Month-after-month, Fighting Times challenged racist, sexist, and just plain nasty bosses. In an underhanded effort to squelch the newsletter’s free speech, Detroit management surreptitiously funded and orchestrated supervisors to sue John Drew, Tod, and Jon for defamation, claiming damages of $4.2 million. 

The litigation attained national news status covered by the L.A. TimesChicago Sun-Times, N.Y. Times, Racine Journal Times, and Kenosha News, among others. See newspaper article data base for in depth coverage of the litigation Dozens of witnesses came forward to attest to the veracity of the newsletter’s articles, many of which exposed racial and sexual discrimination and company malfeasance.

After two-and-a-half weeks, the anti-union, red-baiting judge ruled as a ‘matter of law’ that John Drew, Tod, and Jon had defamed two plaintiffs. The jury, however, rebuffed the judge and awarded $0 damages. The NLRB found AMC had violated the National Labor Relations Act and ordered payment of $200,000+ to cover legal fees. 

In 1974, John, Tod, Jon, and close ally, Bob Rosinski, relying on a decade each of shopfloor leadership, were elected to positions on the executive board/bargaining committee. Almost immediately, the 1985 contract constituted an existential challenge to the continued existence of the factory. For the first time in its 50-year history, AMC, via Renault, had alternative production options to employ as a hammer in exacting concessions. Renault threatened to move the two models produced in Kenosha to unused capacity in France if local 72 didn’t grant punishing givebacks. 

Management, empowered by the might of the Renault Empire, demanded concessions that threatened to erode fifty years of contractual gains.

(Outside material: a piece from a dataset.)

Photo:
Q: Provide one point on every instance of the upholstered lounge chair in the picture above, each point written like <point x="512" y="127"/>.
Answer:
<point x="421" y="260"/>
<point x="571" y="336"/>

With the livelihoods of the thousands working in the plant, their families, and the futures of 18,000 retirees in the balance, negotiations no longer revolved around concessions, but the future of Kenosha. 

Emboldened by the option of manufacturing in France, AMC/Renault gave no ground. John Drew, Tod, Rosinski and Jon, always adamant opponents of concession bargaining, begrudgingly accepted local 72 President Rudy Kuzel’s position that, “A Big 3 job is better than no job at all.” Swallowing the bitter pill, the 15-member executive board voted to recommend that the membership ratify. A final lesson: Sometimes staying alive is the only option. Every radical, no matter how militant, must face reality.

Jon’s 1973 firing turned out to be only one of seven disciplinary actions lodged against him by management. Each discipline was followed by NLRB intervention - all which Jon won. With production greatly diminished, Jon left in the summer of 1985 to attend law school. The Racine Labor Paper ran a headline summing up Jon’s thirteen-year scorecard wrote -- Melrod 7 vs. AMC 0.”